10th – Local Algorithm-like Fluctuations and Reversal (Several tools specific to local/map rankings showed significant shifts for a day and a half. After which things seemed to reverse and go back to normal).

15th-19th – Algorithm-like Fluctuations (There was a larger sustained shift in rankings from various tools. Many speculate the fluctuations are related to a core algorithm update – although nothing was officially confirmed by Google).

23rd – Algorithm-like Fluctuations (A number of algorithm tools showed significant rank changes within their data sets. This was later confirmed by Google to be part of a mobile indexing issue).

27th – Canonical Issues (Several website owners and webmasters cited examples where canonical URLs were mistakenly being indexed and ranked).
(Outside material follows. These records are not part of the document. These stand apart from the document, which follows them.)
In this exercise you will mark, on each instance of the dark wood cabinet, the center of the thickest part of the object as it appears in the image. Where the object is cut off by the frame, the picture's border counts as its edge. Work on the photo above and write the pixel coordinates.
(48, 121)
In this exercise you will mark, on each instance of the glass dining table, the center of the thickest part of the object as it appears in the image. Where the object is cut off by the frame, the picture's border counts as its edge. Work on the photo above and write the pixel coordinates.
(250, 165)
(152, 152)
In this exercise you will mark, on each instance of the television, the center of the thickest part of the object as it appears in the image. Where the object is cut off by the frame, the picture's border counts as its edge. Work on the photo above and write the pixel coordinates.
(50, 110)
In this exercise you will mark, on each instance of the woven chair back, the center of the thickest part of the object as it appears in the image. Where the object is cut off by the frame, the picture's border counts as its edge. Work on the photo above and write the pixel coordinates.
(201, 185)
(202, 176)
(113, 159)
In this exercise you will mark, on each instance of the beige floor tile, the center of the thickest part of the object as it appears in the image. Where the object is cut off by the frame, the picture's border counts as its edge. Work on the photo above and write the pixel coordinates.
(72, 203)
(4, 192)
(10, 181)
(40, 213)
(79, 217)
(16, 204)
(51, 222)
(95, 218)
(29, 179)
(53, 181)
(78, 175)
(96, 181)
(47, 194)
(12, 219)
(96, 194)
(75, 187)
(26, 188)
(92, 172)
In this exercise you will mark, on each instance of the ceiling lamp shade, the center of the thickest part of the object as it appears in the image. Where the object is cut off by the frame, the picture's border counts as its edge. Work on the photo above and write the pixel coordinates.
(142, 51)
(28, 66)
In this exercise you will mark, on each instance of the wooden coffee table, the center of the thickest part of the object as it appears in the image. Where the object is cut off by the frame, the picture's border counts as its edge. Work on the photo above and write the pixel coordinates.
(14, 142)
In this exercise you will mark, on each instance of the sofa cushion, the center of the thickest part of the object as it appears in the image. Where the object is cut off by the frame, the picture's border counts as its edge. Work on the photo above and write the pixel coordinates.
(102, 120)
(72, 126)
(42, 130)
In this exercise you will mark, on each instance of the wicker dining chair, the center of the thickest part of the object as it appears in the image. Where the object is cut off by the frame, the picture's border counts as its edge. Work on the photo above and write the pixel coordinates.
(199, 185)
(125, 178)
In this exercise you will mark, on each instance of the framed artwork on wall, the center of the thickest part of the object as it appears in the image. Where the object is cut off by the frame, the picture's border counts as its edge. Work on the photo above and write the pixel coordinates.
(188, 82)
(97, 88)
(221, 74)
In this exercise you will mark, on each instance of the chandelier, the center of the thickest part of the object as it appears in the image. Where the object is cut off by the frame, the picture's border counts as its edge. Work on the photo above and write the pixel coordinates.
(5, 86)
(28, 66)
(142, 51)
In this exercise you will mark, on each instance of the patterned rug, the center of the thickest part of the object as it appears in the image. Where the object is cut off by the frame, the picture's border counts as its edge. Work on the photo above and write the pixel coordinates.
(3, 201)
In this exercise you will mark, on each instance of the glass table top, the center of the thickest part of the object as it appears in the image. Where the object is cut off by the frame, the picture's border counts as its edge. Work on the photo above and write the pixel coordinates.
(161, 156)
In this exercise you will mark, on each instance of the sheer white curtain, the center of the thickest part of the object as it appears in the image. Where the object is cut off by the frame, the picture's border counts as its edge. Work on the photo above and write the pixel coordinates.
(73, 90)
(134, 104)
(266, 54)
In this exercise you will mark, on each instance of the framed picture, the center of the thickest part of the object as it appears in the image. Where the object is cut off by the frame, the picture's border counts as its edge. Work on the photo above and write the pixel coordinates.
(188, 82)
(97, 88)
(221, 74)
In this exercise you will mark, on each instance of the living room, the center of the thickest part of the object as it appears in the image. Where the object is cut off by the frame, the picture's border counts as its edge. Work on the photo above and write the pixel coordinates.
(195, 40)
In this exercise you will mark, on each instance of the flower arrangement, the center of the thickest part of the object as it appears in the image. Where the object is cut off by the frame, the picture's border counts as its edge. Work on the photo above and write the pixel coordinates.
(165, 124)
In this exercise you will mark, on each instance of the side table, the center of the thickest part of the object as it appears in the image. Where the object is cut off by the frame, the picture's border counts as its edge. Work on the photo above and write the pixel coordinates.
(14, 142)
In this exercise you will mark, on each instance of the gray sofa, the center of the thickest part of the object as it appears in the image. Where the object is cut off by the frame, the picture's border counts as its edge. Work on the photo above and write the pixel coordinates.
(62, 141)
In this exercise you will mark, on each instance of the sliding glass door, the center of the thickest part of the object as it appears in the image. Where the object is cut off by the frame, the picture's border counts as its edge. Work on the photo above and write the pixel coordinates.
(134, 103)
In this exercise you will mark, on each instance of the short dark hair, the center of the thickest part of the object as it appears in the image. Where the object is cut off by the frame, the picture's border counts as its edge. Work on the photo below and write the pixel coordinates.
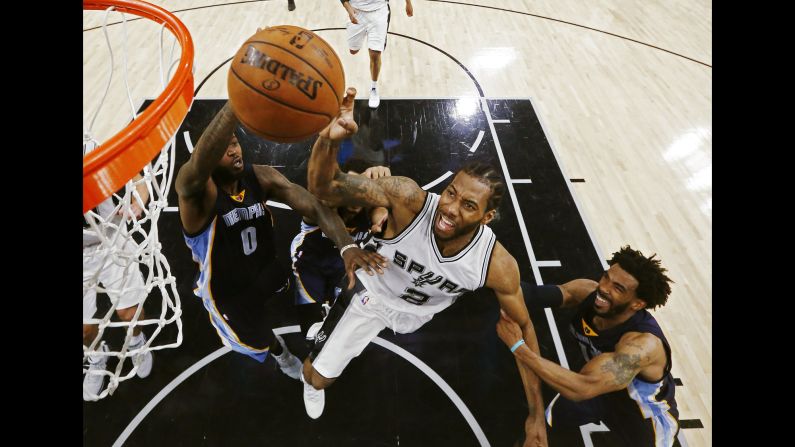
(488, 174)
(653, 283)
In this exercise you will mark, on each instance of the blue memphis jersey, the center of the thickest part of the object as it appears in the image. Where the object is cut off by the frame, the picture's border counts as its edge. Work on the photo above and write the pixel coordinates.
(652, 401)
(317, 264)
(235, 252)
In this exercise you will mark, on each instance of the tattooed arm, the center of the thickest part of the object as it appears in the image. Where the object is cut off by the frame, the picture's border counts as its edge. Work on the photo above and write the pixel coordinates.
(401, 195)
(196, 191)
(503, 279)
(305, 204)
(607, 372)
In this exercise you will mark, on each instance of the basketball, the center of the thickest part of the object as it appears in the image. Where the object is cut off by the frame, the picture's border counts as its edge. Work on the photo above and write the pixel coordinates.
(285, 83)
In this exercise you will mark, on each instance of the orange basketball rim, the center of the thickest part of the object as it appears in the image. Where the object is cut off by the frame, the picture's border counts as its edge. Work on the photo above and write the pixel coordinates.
(117, 160)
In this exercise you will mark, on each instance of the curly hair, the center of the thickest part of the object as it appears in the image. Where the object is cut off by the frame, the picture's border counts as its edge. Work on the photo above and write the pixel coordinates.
(653, 283)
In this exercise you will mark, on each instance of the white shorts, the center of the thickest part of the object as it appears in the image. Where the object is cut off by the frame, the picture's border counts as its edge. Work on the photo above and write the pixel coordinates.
(355, 320)
(113, 278)
(373, 24)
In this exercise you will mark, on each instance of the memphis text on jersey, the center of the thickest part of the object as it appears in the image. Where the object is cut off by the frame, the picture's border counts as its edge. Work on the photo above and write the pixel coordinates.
(242, 214)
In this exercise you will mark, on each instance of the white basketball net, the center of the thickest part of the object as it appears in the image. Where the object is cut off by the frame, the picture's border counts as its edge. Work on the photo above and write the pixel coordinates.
(132, 244)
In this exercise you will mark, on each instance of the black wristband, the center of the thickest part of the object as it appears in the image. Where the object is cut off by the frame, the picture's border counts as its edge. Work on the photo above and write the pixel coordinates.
(541, 296)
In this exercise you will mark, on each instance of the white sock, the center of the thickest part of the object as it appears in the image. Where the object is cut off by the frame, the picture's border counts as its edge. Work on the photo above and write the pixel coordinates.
(137, 340)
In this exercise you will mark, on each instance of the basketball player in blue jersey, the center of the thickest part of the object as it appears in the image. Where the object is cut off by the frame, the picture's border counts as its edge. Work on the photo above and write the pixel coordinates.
(627, 382)
(317, 266)
(229, 230)
(439, 247)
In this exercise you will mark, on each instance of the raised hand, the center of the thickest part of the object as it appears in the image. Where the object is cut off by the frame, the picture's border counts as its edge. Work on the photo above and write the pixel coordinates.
(343, 126)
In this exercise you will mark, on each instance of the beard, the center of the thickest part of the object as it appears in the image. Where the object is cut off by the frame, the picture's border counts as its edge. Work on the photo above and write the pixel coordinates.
(224, 176)
(457, 232)
(614, 310)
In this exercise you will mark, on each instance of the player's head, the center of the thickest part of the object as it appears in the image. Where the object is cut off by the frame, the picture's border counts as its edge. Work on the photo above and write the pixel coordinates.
(355, 166)
(633, 282)
(231, 165)
(470, 200)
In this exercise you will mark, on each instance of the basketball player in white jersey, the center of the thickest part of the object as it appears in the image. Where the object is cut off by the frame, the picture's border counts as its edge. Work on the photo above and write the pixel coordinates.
(113, 277)
(439, 246)
(370, 18)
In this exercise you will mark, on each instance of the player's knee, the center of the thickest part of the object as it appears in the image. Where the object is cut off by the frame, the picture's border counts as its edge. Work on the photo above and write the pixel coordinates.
(314, 378)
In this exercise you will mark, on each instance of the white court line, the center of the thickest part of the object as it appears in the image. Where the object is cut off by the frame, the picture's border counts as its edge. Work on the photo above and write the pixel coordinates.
(549, 263)
(165, 391)
(571, 189)
(523, 230)
(437, 181)
(477, 141)
(411, 358)
(681, 435)
(437, 379)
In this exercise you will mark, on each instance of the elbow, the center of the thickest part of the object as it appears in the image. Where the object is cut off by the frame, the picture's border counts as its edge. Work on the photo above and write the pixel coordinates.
(323, 192)
(577, 395)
28th – Indexing Issues (Again several website owners and webmasters noted issues with their sites and pages being indexed. Google again confirmed via there Search Liaison that there were some indexing issues).

October 2020

13th – Algorithm-like Fluctuations (Various rank monitoring tools have shown medium to high rank shifts. It was unclear if these shifts were algorithm updates, tests, or if they were related to the previously noted indexing issues).
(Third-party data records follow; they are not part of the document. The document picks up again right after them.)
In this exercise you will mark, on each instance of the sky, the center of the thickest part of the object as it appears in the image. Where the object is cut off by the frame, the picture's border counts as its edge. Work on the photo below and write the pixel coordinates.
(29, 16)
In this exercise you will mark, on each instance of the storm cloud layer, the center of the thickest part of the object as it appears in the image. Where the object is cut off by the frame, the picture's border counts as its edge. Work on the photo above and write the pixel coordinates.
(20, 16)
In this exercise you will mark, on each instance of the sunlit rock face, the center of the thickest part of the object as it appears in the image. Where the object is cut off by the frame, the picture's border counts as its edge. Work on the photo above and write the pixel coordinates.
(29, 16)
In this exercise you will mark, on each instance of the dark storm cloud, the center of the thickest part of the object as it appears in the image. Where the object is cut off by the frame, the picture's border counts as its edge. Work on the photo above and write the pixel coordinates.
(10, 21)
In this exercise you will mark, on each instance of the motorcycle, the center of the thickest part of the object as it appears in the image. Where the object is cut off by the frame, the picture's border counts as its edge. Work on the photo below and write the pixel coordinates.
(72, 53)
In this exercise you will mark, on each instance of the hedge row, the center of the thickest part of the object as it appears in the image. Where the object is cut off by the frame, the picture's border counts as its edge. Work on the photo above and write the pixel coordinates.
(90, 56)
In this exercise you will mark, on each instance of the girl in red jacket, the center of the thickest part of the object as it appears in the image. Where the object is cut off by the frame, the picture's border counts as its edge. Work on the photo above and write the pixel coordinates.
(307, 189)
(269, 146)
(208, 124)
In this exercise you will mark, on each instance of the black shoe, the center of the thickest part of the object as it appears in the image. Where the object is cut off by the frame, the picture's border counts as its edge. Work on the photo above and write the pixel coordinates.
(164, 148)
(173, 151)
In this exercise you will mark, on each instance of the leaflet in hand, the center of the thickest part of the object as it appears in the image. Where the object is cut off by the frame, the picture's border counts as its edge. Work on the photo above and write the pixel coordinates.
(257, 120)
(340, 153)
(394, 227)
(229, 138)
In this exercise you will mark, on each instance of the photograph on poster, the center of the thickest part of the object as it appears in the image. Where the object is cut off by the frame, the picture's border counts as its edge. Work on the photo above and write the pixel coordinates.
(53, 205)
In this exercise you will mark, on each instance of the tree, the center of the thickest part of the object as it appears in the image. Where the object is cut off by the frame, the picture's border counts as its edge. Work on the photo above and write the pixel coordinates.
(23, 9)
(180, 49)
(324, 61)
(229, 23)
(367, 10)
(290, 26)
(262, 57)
15th – Search Announcements (Released an announcement covering several upcoming search features and functionalities. These upcoming additions/changes included things like passage indexing, identifying sub-topics in content, video highlighting, and a continued commitment to provide the most accurate and useful search results).

November 2020

4th – Algorithm-like Fluctuations (There was some discussion and tool fluctuation that seemed to indicate a smaller algorithm update).

December 2020

3rd – December 2020 Core Update (The latest in the core algorithm updates released by Google. This update is still actively being deployed as this article is written. Anything learned will be noted on our December 2020 Core Update blog post ).